La red comercial de Volvo Car en España perdió por primera vez en los últimos diez años, aunque para el presidente de la filial española, Germán López Madrid, "será un capítulo pasajero, pues volverá a la rentabilidad este mismo año".

Dicha red mantuvo en la última década crecimientos de entre el 0,5 % y el 2 %, e incluso mantuvo ganancias en cuatro de los cinco últimos ejercicios, los más afectados por la crisis económica.

López Madrid estructuró los resultados de la red de sus 50 concesionarios en España en un 55 % con ganancias, pero un 45 % con pérdidas, de los que un 70 % estaban cercanos al equilibrio ('break even') y un 30 % lejanos. Señalar en este sentido que dos tercios de esta porción se encuentran en fase de cancelación

El dirigente aseguró que, pese a estas cancelaciones, la marca automovilística sueca va a mantener ese medio centenar de concesionarios en España, pero que no se sobrepasará esa cifra.

Sobre la vuelta a la rentabilidad de este año, aludió al empujón de ventas que va a suponer el nuevo modelo V40 y a una determinada flexibilidad con las exigencias corporativas a los concesionarios, que han demostrado una alta excelencia en sus resultados ante los clientes.

El mercado automovilístico español, según López Madrid, cerrará el actual ejercicio con unos 660.000 turismos vendidos, y para su marca apostó por 7.000 unidades, que implicarían un crecimiento del 10 % en relación a 2012.

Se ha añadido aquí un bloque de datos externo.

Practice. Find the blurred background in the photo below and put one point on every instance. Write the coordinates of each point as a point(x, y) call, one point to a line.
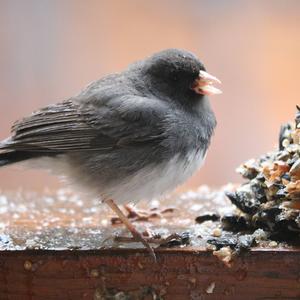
point(50, 49)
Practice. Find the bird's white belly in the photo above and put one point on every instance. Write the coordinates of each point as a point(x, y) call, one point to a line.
point(151, 182)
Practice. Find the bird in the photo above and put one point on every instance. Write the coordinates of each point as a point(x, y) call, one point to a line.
point(128, 136)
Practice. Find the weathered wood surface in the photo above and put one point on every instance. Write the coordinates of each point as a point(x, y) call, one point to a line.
point(52, 248)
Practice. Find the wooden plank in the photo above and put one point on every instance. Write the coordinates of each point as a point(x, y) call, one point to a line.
point(51, 247)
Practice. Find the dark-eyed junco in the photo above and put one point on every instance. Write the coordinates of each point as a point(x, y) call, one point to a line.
point(128, 136)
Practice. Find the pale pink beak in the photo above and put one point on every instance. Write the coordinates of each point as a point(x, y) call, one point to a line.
point(204, 84)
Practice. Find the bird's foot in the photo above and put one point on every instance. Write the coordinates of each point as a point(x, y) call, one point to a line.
point(138, 215)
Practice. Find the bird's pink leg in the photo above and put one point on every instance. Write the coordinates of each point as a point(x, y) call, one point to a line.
point(137, 236)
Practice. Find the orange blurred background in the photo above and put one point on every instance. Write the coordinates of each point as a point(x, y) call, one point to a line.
point(50, 49)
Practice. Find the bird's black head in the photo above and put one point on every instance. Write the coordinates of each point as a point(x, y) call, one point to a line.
point(178, 74)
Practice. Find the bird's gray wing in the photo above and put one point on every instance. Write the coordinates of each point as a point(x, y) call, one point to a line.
point(71, 126)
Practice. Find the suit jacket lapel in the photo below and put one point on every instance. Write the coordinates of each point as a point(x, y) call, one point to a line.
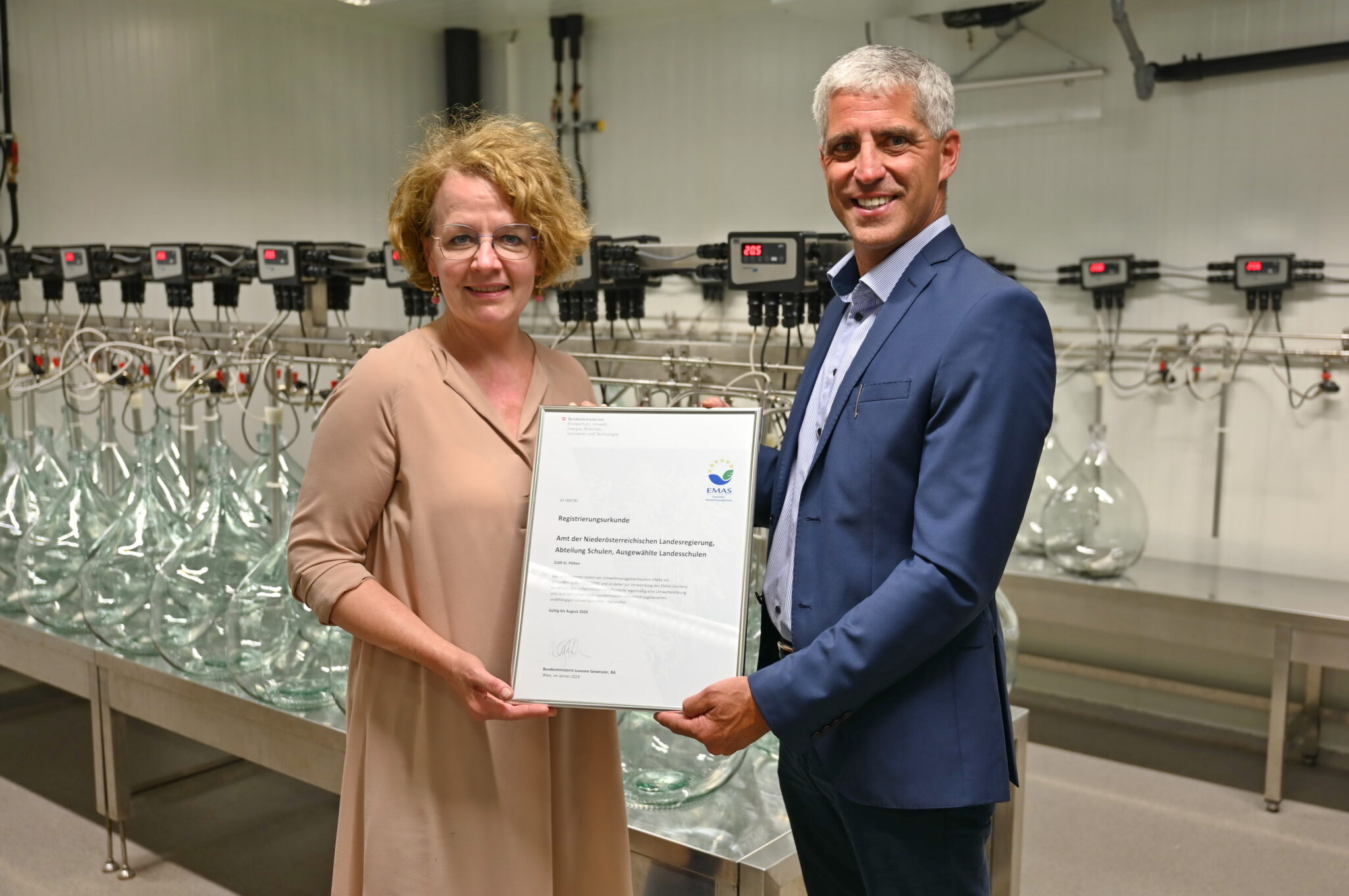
point(829, 325)
point(887, 319)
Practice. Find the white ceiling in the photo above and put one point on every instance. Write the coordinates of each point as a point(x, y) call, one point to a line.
point(501, 15)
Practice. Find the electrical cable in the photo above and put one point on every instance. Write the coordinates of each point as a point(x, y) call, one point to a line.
point(1296, 398)
point(9, 146)
point(661, 257)
point(576, 130)
point(603, 394)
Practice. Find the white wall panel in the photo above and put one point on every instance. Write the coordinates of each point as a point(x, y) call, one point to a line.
point(229, 122)
point(709, 131)
point(236, 119)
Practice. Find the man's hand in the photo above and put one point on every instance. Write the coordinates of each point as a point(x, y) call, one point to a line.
point(723, 717)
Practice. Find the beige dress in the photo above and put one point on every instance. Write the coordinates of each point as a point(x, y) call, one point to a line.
point(414, 481)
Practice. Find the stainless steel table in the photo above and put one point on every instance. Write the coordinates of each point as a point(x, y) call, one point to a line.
point(734, 841)
point(1277, 619)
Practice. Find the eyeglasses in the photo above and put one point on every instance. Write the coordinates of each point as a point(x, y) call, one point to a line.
point(459, 242)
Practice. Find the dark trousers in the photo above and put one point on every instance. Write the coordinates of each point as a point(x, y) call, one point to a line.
point(848, 849)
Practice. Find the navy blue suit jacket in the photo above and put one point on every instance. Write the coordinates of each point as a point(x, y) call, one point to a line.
point(906, 523)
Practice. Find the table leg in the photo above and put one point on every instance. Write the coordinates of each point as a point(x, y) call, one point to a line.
point(1005, 844)
point(100, 782)
point(1311, 709)
point(1282, 670)
point(117, 795)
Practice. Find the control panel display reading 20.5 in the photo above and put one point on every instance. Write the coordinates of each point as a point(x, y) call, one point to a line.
point(764, 252)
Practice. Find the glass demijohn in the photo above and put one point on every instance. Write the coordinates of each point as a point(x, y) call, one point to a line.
point(339, 663)
point(1096, 523)
point(54, 550)
point(115, 581)
point(20, 507)
point(663, 770)
point(166, 453)
point(1010, 624)
point(254, 480)
point(1051, 469)
point(46, 473)
point(278, 648)
point(198, 581)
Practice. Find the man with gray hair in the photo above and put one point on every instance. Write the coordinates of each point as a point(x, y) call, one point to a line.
point(893, 503)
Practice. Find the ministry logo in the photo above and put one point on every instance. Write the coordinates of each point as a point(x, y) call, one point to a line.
point(719, 473)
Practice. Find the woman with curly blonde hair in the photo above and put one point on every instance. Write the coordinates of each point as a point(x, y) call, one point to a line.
point(409, 534)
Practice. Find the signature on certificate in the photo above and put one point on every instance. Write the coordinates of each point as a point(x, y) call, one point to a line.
point(567, 650)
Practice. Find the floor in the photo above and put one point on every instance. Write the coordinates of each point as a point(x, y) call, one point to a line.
point(1166, 822)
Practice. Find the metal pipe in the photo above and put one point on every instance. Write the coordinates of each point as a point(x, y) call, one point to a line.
point(274, 498)
point(189, 448)
point(105, 437)
point(1223, 454)
point(1143, 76)
point(1051, 77)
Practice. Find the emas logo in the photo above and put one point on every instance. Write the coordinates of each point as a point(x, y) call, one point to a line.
point(719, 473)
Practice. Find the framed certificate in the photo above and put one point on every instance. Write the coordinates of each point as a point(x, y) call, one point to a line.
point(637, 556)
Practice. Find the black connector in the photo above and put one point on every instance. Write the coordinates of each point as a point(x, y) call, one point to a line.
point(772, 302)
point(574, 26)
point(132, 292)
point(226, 294)
point(179, 296)
point(339, 294)
point(557, 30)
point(289, 298)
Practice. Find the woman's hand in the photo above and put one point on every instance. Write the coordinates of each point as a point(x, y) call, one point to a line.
point(486, 696)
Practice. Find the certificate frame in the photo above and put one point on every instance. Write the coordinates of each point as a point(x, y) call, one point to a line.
point(746, 533)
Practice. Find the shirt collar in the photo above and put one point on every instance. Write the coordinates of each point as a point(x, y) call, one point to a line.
point(884, 277)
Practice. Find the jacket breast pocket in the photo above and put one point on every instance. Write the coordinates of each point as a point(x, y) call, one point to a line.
point(887, 391)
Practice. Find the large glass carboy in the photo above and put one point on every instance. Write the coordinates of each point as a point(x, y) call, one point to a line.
point(47, 475)
point(122, 566)
point(54, 550)
point(1010, 624)
point(198, 581)
point(256, 479)
point(166, 453)
point(663, 770)
point(278, 650)
point(339, 663)
point(1096, 523)
point(20, 506)
point(111, 468)
point(1051, 469)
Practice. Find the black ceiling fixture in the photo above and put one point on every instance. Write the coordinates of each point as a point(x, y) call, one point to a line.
point(992, 16)
point(1147, 74)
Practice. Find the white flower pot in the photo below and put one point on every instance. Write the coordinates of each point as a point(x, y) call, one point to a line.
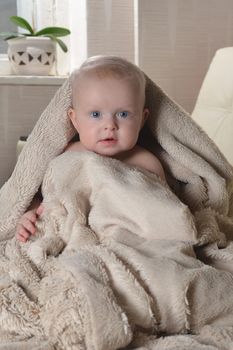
point(32, 55)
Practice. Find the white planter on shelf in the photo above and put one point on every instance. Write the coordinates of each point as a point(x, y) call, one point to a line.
point(32, 55)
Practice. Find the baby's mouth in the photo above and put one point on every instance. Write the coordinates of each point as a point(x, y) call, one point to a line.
point(109, 140)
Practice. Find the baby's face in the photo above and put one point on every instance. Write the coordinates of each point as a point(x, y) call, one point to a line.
point(108, 114)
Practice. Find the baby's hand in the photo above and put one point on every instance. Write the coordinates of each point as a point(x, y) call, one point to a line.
point(26, 226)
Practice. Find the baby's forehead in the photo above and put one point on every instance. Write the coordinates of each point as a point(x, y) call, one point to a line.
point(83, 77)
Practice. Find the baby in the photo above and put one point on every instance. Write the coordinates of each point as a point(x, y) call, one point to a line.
point(108, 111)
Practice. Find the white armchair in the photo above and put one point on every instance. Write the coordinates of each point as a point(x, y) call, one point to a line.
point(214, 107)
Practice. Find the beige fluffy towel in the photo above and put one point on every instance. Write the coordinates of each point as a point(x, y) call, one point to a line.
point(196, 170)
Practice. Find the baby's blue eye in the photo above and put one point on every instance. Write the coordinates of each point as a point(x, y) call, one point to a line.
point(95, 114)
point(123, 114)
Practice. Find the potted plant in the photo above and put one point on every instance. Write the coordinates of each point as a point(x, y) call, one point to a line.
point(33, 52)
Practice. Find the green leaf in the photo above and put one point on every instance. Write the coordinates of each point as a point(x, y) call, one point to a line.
point(59, 42)
point(21, 22)
point(54, 31)
point(6, 34)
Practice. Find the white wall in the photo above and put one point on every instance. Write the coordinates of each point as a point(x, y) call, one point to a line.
point(20, 107)
point(177, 40)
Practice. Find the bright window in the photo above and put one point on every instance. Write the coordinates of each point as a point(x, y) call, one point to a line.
point(7, 8)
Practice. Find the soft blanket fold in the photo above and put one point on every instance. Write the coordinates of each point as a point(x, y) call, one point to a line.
point(101, 270)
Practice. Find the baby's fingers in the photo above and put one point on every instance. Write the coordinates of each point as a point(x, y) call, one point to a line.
point(29, 226)
point(39, 210)
point(22, 235)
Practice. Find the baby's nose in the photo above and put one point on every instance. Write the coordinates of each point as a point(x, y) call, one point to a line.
point(110, 124)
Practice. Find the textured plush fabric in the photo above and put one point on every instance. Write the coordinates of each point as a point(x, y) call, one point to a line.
point(120, 258)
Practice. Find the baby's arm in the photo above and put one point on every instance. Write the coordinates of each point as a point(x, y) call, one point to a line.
point(26, 225)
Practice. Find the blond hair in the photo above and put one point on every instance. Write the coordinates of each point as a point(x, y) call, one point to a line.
point(111, 66)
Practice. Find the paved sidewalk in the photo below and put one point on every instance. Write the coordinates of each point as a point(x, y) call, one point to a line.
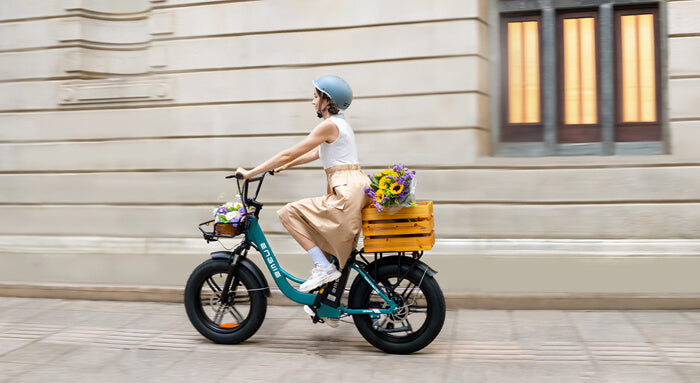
point(53, 340)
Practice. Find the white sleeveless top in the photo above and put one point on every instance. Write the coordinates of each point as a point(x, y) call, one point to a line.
point(343, 150)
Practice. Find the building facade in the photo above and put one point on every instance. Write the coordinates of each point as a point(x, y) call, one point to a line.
point(558, 138)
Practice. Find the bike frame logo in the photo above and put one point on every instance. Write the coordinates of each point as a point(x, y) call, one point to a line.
point(270, 259)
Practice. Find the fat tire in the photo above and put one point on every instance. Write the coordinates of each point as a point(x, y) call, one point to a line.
point(360, 293)
point(195, 310)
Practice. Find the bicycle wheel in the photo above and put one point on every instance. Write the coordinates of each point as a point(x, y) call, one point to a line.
point(417, 321)
point(224, 322)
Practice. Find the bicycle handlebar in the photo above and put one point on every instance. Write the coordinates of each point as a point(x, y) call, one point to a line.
point(244, 191)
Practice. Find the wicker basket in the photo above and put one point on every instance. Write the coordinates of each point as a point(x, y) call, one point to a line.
point(409, 229)
point(228, 229)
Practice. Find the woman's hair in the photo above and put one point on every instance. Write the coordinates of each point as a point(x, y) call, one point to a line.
point(332, 105)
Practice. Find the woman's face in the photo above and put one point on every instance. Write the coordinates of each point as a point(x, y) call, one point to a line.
point(319, 104)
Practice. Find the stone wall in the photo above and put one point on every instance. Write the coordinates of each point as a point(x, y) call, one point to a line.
point(118, 121)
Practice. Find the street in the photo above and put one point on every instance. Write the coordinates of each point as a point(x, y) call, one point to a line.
point(54, 340)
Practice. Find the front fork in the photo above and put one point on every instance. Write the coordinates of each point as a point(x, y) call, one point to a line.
point(228, 296)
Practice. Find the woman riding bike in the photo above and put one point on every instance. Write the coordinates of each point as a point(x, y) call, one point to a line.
point(330, 224)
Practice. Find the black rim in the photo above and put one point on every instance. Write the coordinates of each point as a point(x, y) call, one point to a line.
point(223, 317)
point(413, 315)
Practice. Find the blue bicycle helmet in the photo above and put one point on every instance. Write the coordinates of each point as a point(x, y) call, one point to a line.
point(336, 88)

Por otra parte, Volvo Car inauguró, en la localidad madrileña de Alcobendas un nuevo concesionario, Battinver, con 5.000 metros cuadrados de superficie de taller y una configuración de los mismos para interactuar con los clientes mientras se repara su vehículo.

Battinver, que creó su primer concesionario en 2009 en Toledo, hoy dispone de una red de puntos de venta y talleres en Madrid, y espera este año 11.000 órdenes de reparación y una facturación de unos 18 millones de euros.